Somehow I have never tried homemade locro in my five years of being in Argentina, but I have had it in various restaurants in Buenos Aires. My favorite locro to date has been the AR$28 one that I got at Las Cabras in Palermo Hollywood. The Las Cabras locro is rich and creamy, and was served with warm bread. I’m pretty sure I didn’t see any weird animal parts in there, but then again it was hard to tell exactly what type of meat was used. I definitely saw chorizo. It had some quiquirimichi on top, a sauce made of oil, aji, paprika and green onion, which added a nice spicy flavor to it.
The owners of Las Cabras have also opened up a Las Cabritas and a Las Cholas in the neighborhood of Las Canitas. These restaurants continue to be some of my favorite for cheap food and great meat, although the ambience is definitely lacking. Las Cabras is always incredibly crowded because of the good prices, so if you go from 1-4pm or 9pm-12am you will most likely have to wait half an hour to be seated, and then be sat just a foot away from your neighboring table. And it gets loud—it’s a good place to go with friends and during off times…like 7 or 8pm.

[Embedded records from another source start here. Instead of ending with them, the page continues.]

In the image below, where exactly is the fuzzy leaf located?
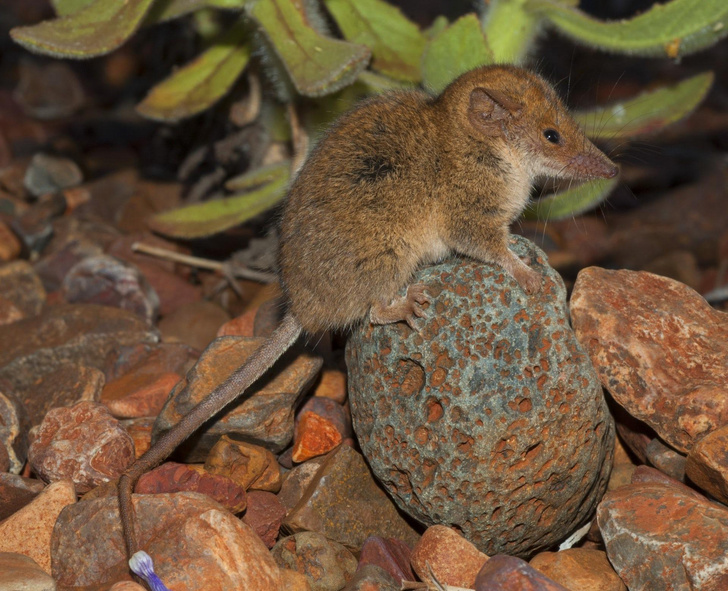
[137,21,250,121]
[324,0,425,82]
[250,0,371,97]
[574,72,714,139]
[147,168,288,238]
[523,177,619,220]
[422,14,493,93]
[526,0,728,58]
[10,0,154,59]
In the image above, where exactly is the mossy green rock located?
[347,238,614,556]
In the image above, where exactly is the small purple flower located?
[129,550,169,591]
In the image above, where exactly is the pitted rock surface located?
[347,238,614,555]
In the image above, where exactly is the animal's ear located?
[468,88,523,136]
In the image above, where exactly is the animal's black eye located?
[543,129,561,144]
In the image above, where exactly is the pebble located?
[412,525,488,589]
[475,554,581,591]
[284,445,419,549]
[0,480,76,574]
[346,237,614,555]
[51,492,283,591]
[0,304,159,396]
[0,552,56,591]
[28,401,135,494]
[357,536,421,585]
[134,462,247,513]
[685,425,728,505]
[154,337,321,462]
[243,490,286,548]
[61,254,159,323]
[571,267,728,452]
[271,532,356,591]
[530,548,627,591]
[597,480,728,591]
[205,435,282,493]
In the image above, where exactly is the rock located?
[271,532,356,591]
[205,435,281,492]
[51,493,282,591]
[571,267,728,452]
[347,238,614,555]
[0,472,45,521]
[29,401,135,494]
[0,220,23,263]
[0,261,46,318]
[23,152,83,197]
[597,480,728,591]
[0,552,56,591]
[101,372,183,419]
[357,536,415,588]
[0,304,159,396]
[278,456,327,511]
[685,425,728,505]
[291,410,343,462]
[134,462,246,513]
[475,554,569,591]
[62,255,159,322]
[243,490,286,548]
[159,300,230,350]
[16,363,105,426]
[342,564,401,591]
[530,548,627,591]
[0,386,30,474]
[412,525,488,589]
[0,480,76,574]
[154,337,321,462]
[284,445,419,550]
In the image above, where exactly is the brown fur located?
[280,66,616,332]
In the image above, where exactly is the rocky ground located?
[0,2,728,591]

These restaurants have a pretty basic wine list, and many people that order wine just order a pinguino, which is a penguin shaped pitcher that serves table wine through its beak. Although very cute, the wine inside is not the highest quality, certainly not something you would find at our Buenos Aires wine tastings. I would recommend a Carinae Reserve Cabernet Sauvignon with locro. Since it is such a heavy stew, it needs a much bigger wine to stand up to it. The Carinae Cabernet is just the flavorful, full bodied wine that locro needs.